Voyager dans la filmographie d’Alain Delon a de quoi étourdir le plus érudit des cinéphiles. On y croise des cinéastes de l’envergure de René Clément, Henri Verneuil, Jean-Pierre Melville, Joseph Losey, des partenaires de la trempe de Jean Gabin, Burt Lancaster, Romy Schneider, Simone Signoret, Claudia Cardinale… Des collaborations prestigieuses, des films multi-primés devenus des grands classiques du cinéma, et des personnages inoubliables, qui font d’Alain Delon un acteur respecté par ses pairs et admiré par le public.

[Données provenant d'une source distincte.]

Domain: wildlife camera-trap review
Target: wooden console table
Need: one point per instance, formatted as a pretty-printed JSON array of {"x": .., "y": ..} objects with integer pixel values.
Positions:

Usurpateur au charme vénéneux (Plein Soleil, d’Henri Verneuil) ou boxeur au cœur tendre (Rocco et ses frères, de Luchino Visconti), tantôt bagnard en cavale épris d’une vieille paysanne (La Veuve Couderc de Pierre Granier-Deferre), tueur à gages mutique (Le Samouaï de Jean-Pierre Melville) ou bien marchand d’art peu scrupuleux (Monsieur Klein de Joseph Losey), l’acteur capte la caméra par sa seule prestance, incarnant chacun de ses rôles avec une rare intensité de jeu.
D’Yves Allégret à René Clément
Né en 1935 à Sceaux, Alain Delon passe son enfance entre les foyers et les pensions suite au divorce de ses parents. Après un CAP de charcutier, obtenu sans grande conviction, le jeune homme, âgé de 17 ans, s’engage dans la marine et part en Indochine.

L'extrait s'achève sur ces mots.